Der vierflügelige Rechteckbau im Quadrat A 1 gegenüber dem Schloss mit dem prägnanten kantigen Rostkastenaufsatz und den schmalen, Schießscharten-ähnlichen Fenstern, geht auf den Mannheimer Architekten Helmut Striffler (1927 bis 2015) zurück.
„Striffler gelang in deutlicher Abgrenzung zu den ‚Justizpalästen‘ der Vergangenheit eine moderne zeitgemäße Justizarchitektur, die das nach Krieg und Zusammenbruch erneuerte Rechtsverhältnis zwischen Bürger und Staat selbstbewusst und gestalthaft verkörpert“, sagte Prof. Dr.
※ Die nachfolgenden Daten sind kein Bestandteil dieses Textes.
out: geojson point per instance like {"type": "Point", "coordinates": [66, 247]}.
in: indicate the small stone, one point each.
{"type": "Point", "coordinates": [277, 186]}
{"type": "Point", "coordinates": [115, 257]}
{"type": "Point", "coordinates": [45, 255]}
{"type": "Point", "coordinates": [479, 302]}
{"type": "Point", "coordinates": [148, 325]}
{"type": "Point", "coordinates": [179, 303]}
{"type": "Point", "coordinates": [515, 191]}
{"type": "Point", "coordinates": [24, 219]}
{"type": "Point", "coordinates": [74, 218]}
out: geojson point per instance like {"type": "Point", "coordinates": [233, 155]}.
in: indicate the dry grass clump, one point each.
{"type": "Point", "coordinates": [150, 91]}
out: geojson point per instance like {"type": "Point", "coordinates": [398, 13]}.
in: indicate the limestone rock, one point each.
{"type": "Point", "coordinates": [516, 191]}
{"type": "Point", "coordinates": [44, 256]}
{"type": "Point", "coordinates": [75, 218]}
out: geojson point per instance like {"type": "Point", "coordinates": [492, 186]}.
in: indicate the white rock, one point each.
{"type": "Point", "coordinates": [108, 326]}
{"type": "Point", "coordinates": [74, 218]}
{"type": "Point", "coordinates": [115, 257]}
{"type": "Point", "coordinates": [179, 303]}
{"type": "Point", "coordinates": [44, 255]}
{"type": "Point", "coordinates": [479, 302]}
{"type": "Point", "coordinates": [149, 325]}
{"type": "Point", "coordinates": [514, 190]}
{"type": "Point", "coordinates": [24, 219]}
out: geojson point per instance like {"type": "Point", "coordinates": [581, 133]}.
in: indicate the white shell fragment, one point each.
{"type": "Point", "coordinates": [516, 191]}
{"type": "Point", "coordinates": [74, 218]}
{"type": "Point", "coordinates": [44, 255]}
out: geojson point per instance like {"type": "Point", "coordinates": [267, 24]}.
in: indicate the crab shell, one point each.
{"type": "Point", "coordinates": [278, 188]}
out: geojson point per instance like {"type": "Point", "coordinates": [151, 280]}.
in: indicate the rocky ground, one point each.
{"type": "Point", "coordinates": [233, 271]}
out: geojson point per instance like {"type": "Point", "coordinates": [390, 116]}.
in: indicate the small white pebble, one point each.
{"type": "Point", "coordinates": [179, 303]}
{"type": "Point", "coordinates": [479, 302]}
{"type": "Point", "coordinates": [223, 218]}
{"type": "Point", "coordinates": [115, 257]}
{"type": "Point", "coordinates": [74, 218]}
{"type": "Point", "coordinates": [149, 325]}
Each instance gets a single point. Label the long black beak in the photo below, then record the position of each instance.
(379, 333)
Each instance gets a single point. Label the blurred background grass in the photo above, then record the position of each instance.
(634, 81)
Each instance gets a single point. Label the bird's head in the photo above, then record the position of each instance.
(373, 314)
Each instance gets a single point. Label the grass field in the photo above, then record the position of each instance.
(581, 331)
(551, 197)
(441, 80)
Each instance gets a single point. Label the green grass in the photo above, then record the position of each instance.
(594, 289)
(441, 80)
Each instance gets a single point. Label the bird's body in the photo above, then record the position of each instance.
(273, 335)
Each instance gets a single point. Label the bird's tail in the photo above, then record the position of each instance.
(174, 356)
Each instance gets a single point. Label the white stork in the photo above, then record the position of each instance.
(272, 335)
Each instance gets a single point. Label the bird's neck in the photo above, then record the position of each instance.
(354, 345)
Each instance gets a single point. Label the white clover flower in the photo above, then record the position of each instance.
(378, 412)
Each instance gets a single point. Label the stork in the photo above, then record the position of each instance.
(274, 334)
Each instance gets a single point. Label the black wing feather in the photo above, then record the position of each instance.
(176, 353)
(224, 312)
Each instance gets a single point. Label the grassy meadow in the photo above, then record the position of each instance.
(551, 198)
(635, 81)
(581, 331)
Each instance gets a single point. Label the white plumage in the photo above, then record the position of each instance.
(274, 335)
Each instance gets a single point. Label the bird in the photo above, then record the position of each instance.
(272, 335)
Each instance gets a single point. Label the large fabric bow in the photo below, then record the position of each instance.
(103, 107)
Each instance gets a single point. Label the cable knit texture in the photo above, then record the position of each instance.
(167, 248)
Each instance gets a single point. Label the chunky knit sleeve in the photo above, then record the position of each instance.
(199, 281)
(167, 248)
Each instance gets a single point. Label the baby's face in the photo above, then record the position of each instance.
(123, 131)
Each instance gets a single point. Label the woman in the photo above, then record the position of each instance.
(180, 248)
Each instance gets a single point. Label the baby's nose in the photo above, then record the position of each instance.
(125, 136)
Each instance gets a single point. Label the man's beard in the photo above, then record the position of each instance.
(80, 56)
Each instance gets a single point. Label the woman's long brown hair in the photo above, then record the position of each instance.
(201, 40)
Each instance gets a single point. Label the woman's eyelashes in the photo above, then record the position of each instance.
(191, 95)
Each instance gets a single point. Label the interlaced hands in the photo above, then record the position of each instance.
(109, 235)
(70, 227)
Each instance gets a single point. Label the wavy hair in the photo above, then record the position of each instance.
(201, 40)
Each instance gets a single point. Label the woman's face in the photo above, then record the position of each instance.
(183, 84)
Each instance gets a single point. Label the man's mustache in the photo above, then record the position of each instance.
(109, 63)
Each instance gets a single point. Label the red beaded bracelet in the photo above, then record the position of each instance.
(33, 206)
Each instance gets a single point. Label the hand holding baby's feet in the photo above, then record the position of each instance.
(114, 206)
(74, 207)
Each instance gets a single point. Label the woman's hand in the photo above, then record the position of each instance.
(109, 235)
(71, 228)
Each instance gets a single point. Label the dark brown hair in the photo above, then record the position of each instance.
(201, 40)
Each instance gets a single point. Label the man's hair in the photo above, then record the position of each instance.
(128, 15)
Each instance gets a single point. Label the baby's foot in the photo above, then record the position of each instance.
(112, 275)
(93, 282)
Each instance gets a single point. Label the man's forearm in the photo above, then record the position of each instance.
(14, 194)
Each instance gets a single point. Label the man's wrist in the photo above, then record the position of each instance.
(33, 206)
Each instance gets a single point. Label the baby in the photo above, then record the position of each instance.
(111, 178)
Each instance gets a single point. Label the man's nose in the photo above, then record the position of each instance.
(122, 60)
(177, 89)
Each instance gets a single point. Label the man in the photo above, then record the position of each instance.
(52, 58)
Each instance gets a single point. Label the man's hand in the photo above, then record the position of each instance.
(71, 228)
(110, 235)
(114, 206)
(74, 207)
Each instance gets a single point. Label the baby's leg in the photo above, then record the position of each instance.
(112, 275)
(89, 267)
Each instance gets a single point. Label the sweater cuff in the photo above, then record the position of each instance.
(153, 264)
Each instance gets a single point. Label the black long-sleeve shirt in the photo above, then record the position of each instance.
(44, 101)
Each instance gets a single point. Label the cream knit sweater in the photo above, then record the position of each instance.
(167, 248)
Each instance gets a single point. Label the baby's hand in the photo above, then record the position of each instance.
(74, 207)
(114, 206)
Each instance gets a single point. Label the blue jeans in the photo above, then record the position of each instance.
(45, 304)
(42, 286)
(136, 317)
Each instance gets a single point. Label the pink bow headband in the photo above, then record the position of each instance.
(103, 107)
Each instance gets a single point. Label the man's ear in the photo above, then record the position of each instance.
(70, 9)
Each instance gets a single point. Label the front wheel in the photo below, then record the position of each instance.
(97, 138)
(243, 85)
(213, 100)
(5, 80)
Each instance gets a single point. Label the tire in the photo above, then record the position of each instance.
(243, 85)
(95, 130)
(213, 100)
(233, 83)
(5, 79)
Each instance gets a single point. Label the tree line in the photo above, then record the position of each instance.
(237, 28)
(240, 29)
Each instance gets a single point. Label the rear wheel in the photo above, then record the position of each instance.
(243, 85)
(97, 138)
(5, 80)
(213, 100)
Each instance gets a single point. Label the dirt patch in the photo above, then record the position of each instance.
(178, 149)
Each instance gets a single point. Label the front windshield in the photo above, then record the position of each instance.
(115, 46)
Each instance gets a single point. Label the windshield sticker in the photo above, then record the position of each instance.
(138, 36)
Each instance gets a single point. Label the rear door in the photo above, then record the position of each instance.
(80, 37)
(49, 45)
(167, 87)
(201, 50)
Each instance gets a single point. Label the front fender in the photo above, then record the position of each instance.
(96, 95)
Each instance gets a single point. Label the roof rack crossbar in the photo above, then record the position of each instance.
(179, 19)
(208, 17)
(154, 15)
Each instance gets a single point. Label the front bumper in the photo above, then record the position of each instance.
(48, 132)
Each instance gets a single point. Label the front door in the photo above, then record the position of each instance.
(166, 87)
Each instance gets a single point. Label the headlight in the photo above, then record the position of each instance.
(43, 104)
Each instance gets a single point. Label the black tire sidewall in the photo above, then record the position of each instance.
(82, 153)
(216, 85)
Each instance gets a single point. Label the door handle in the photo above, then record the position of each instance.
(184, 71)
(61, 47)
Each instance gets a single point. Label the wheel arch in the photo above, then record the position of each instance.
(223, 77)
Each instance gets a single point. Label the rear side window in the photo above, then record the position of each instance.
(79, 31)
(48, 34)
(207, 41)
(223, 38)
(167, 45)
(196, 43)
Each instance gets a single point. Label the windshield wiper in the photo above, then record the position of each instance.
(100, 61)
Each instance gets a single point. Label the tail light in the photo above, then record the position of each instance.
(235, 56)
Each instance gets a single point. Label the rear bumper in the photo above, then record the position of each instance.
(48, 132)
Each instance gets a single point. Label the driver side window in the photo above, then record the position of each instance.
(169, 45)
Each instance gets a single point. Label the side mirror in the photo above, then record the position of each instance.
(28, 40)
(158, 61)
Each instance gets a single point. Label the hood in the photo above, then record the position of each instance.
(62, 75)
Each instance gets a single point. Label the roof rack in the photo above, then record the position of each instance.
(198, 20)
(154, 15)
Claus Wolf, Präsident des LAD.
Nicht Transparenz stehe auf seinen Fahnen, wie noch wenige Jahre zuvor bei Paul Baumgartens Karlsruher Bundesverfassungsgericht, sondern andere Merkmale des Rechtsstaats: Wehrhaftigkeit, Verlässlichkeit und Unabhängigkeit – wichtige Signale in einer von schleppender Entnazifizierung und gewalttätigen Protesten erschütterten Zeit, erläuterte Wolf weiter.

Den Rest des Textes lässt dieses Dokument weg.